On Wednesday, I found myself zoning out all day, images flashing behind my eyes. Conversations. Decisions. Exhaustion. I want to go back there. To do it again, only this time to be aware. I felt so foggy, so heavy and muddled. Everything happened so quickly. Too quickly to understand it all. My mind couldn't keep up with my emotions. Emotions that are still taking the lead, understanding that's still trying to catch up. Just stop!! Stop for one second!! Please! This is all happening too fast. I just want a second to breath.

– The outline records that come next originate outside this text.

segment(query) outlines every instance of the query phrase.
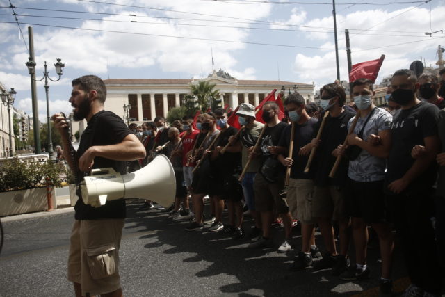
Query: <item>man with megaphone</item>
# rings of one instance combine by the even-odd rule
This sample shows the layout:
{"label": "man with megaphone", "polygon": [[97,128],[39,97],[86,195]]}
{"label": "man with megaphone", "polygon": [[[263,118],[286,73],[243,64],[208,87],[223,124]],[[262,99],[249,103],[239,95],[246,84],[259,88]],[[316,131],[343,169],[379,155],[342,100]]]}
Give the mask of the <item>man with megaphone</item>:
{"label": "man with megaphone", "polygon": [[[115,113],[104,110],[106,88],[95,75],[72,81],[70,103],[74,120],[86,119],[88,126],[77,152],[71,145],[67,123],[62,113],[52,116],[62,136],[63,154],[76,177],[94,168],[111,168],[124,174],[126,162],[145,156],[143,145]],[[81,195],[80,191],[78,195]],[[106,201],[98,207],[86,204],[80,197],[74,207],[71,233],[68,280],[74,282],[76,296],[122,296],[119,276],[119,248],[125,218],[123,198]]]}

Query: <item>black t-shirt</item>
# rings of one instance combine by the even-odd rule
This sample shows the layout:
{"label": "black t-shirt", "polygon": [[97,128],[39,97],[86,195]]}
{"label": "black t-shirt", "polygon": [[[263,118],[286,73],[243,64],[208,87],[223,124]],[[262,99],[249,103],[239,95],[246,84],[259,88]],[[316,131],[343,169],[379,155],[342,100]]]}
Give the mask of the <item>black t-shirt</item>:
{"label": "black t-shirt", "polygon": [[[295,124],[295,131],[293,133],[293,150],[292,152],[292,159],[293,163],[291,168],[291,178],[312,179],[314,178],[313,163],[308,173],[305,173],[305,168],[307,163],[309,156],[300,156],[298,152],[300,149],[307,143],[310,143],[314,138],[314,134],[316,131],[318,120],[314,118],[309,119],[307,122],[302,125]],[[291,143],[291,131],[292,125],[289,125],[283,131],[278,146],[287,147],[289,149]],[[287,156],[284,156],[286,157]]]}
{"label": "black t-shirt", "polygon": [[[439,109],[421,102],[410,109],[400,109],[391,125],[392,147],[388,158],[385,176],[387,184],[402,178],[414,163],[411,150],[415,145],[425,145],[426,137],[437,135]],[[425,188],[432,186],[436,177],[436,162],[412,182],[407,189]]]}
{"label": "black t-shirt", "polygon": [[[88,123],[88,126],[81,137],[77,150],[80,158],[90,147],[93,145],[115,145],[131,131],[118,115],[111,111],[102,111],[95,114]],[[100,156],[95,158],[92,168],[113,168],[116,172],[124,175],[127,171],[127,162],[111,160]],[[83,174],[78,172],[76,184],[83,179]],[[80,192],[78,191],[78,192]],[[96,220],[99,218],[125,218],[125,201],[118,199],[107,201],[105,205],[93,207],[86,205],[81,197],[74,207],[76,220]]]}
{"label": "black t-shirt", "polygon": [[[322,114],[321,119],[324,115]],[[315,184],[318,186],[344,186],[348,173],[348,161],[346,158],[341,158],[341,162],[339,166],[335,176],[331,179],[329,174],[334,166],[336,157],[332,156],[332,151],[339,145],[343,144],[348,135],[348,122],[355,114],[348,109],[340,113],[338,117],[327,115],[325,127],[321,132],[320,140],[321,142],[316,150],[316,169],[315,172]],[[316,137],[318,130],[321,125],[321,120],[313,136]]]}
{"label": "black t-shirt", "polygon": [[[236,128],[229,127],[225,131],[220,132],[220,135],[216,141],[216,147],[219,146],[224,147],[229,143],[229,138],[234,136],[238,132]],[[224,175],[232,175],[234,170],[241,163],[241,153],[229,152],[226,151],[224,154],[220,154],[219,156],[211,160],[211,169],[213,175],[221,176]]]}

Jeremy and I took the day off together yesterday. I didn't know what to except, but it was important to me to have one day where I commemorate my daughter. Last year we scattered her ashes on her birthday. In the morning I told Jeremy I was surprised at how well I was doing. By lunchtime I had to excuse myself from the restaurant we went to because the sobs were coming and holding them in was hurting my throat.

We talked about the details of Harper's delivery and about holding her, examining her, marveling at her. I hung on Jeremy's every word. He remembered things I had forgotten. At the time I was so sick and exhausted and emotionally on the edge, I told him I wished I could be there again and be more alert. He told me that he saw a look on my face when I held Harper that he had never seen before or since. He said that he remembered my face more than hers. He said he remembered seeing my dad hold Harper and sob violently. He started to cry. "I don't even need her to be alive Jeremy, I just wish I could hold her and look at her one more time." He said he understood.

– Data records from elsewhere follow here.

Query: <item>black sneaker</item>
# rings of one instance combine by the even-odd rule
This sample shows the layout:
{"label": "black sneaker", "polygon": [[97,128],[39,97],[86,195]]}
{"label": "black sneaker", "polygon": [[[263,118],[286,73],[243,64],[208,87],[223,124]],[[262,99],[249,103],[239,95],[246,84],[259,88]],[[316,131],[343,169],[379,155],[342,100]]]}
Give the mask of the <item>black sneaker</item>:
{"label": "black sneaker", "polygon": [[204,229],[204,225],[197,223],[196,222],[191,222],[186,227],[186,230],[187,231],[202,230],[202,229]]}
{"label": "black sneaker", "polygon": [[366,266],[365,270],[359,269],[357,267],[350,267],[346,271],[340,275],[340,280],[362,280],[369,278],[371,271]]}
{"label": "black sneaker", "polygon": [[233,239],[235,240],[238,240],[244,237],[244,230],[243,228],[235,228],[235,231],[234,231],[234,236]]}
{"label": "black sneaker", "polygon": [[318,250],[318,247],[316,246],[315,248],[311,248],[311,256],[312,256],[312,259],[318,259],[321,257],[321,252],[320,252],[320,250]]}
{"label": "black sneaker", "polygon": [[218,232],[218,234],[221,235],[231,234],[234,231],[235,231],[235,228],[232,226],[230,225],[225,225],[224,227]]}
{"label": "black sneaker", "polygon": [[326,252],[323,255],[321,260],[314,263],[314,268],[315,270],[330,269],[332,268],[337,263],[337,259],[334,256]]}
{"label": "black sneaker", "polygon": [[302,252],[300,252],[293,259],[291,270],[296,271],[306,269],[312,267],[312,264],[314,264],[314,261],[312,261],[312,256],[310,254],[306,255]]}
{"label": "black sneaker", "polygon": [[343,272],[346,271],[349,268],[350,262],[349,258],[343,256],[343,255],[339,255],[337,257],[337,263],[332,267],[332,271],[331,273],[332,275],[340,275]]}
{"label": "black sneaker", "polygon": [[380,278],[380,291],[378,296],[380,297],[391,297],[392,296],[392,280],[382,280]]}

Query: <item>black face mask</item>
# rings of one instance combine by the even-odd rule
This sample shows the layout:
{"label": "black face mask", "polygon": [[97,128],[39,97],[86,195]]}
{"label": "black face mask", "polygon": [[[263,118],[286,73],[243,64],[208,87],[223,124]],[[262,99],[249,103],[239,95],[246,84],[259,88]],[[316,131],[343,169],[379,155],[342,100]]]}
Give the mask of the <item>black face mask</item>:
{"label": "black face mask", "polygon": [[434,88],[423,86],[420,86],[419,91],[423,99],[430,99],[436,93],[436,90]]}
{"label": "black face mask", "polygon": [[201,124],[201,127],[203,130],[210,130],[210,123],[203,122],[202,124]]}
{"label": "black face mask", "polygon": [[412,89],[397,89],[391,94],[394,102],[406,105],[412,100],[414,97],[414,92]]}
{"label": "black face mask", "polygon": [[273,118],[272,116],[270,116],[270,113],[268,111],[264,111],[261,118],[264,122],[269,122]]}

My body remembered too. I closed my eyes and I could feel the one push it took to deliver her. I could feel her sliding out of me. I could remember all the strength it took to deliver her placenta. And I was almost startled by the thought that that was giving birth.

Since the beginning of the year I have been anticipating Harper's birthday. And every time I thought about it, I thought about a birthday cake for her. So I spent yesterday afternoon making a chocolate cake and icing from scratch for my little girl. I made the icing pink with purple polka-dots. I think she would have liked it (her daddy certainly did!).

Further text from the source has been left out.